Perhaps the most interesting finding for myself was seeing how much the
include_path
affects performance, particularly when using an opcode cache. In
each case, I had the directory with my test classes listed as the first item in
the include_path
— which is the optimal location (previous benchmarking and
profiling I've done shows that performance degrades quickly the deeper the
matching entry is within the include_path
). Even in the non-accelerated tests,
the PSR-0 implementation, which does not use the include_path
, is >10%
faster, a difference that jumps to almost 40% with acceleration. The same
differences are true also with the class map implementations.
While these changes are very much micro-optimizations (remember, the numbers
above indicate 16^3
classes loaded — a single class loads in matters of
1/10,000th of a second), if you are loading hundreds or thousands of unique
classes over your application lifecycle, the evidence clearly shows some
significant performance benefits from the usage of class maps and
fully-qualified paths.
Conclusions
Each approach has its merits. During development, you don't want to necessarily run a script to generate the class map or manually update the class map every time you add a new class. That said, if you expect a lot of traffic to your site, it's trivially easy to run a script during deployment to build the class map for you, and thus let you eke out a little extra performance from your application.
One clear realization from this experiment is that the include_path
is a poor
way to resolve files in current incarnations of PHP. While the degradation is
not huge when your initial path matches, it still introduces a performance hit.

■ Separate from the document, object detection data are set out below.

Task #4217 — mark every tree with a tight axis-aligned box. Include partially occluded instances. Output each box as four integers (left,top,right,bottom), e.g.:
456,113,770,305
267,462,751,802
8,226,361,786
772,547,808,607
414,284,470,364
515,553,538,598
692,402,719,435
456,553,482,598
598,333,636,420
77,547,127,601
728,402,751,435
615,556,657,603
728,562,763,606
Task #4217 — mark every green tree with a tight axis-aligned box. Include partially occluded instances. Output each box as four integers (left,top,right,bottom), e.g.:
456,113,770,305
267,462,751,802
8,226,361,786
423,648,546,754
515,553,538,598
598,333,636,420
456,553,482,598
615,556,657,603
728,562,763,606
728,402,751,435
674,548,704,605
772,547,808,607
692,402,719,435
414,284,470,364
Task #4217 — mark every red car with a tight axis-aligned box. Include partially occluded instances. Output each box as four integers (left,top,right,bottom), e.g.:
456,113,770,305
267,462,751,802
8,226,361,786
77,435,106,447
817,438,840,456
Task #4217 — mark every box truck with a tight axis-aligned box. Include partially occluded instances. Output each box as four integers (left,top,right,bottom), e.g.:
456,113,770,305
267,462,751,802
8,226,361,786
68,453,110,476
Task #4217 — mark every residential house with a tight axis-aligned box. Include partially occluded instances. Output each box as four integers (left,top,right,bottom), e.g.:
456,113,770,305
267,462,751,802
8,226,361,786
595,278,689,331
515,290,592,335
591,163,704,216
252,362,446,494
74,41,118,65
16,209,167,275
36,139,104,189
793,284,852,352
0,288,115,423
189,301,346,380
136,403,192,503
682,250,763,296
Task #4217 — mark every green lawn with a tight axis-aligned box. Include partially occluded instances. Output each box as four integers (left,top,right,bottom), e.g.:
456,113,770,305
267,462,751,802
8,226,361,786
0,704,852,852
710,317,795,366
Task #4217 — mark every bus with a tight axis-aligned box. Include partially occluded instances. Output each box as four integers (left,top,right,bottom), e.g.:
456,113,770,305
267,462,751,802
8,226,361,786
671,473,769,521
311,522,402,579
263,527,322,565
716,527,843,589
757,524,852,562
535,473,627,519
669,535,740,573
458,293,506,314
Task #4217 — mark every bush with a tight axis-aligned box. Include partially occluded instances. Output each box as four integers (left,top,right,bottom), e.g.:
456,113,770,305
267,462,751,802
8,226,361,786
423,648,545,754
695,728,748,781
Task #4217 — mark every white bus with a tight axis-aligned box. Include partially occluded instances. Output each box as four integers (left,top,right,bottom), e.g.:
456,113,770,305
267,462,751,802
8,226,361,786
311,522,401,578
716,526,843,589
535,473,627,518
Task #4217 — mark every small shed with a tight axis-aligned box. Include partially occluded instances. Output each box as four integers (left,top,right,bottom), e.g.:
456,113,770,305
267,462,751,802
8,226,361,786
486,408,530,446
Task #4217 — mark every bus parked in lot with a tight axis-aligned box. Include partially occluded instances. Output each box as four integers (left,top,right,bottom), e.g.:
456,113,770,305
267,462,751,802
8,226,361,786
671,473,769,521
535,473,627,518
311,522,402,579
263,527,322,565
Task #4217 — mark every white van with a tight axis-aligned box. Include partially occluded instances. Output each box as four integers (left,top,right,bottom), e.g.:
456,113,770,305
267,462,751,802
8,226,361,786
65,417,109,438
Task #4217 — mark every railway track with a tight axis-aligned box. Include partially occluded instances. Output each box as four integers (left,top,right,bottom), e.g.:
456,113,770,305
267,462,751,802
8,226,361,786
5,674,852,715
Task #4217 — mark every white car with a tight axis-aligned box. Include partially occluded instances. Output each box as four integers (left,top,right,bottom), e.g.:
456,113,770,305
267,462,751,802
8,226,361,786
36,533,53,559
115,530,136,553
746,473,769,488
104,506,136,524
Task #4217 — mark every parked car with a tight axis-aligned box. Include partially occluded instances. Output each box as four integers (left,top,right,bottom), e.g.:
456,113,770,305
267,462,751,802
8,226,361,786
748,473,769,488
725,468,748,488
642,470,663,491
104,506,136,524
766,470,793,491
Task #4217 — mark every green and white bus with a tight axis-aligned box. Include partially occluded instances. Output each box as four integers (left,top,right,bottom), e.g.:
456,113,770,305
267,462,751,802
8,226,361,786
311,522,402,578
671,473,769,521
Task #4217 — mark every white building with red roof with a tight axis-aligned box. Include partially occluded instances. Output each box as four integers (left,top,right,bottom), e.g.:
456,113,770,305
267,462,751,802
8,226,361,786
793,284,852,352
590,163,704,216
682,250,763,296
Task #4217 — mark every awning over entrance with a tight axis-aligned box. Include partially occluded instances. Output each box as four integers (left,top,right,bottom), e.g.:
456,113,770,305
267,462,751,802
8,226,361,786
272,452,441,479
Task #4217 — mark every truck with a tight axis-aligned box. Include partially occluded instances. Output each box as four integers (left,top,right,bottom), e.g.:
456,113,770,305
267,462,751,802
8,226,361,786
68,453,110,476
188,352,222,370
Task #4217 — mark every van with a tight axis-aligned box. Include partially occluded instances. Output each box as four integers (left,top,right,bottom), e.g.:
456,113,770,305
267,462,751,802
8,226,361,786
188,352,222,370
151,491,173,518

Additionally, it makes setup of the applications harder, as you then must
document the proper usage of the include_path
; using __DIR__
with either a
PSR-0-style or class map autoloader is more easily portable and requires less
education of end-users.
One interesting use case for a classmap based autoloader is to assist in optimizing existing ZF1 applications. The script could be run over your "application" directory to build a classmap of your application resource classes. This would allow you to bypass the various resource autoloaders and custom logic of the dispatcher for finding controller classes. It could also potentially serve as one part of a migration suite between ZF1 and ZF2.
I will be recommending that Zend Framework 2.0 use both PSR-0 and class map
strategies, without reliance on the include_path
, and provide tools and
scripts to aid deployment.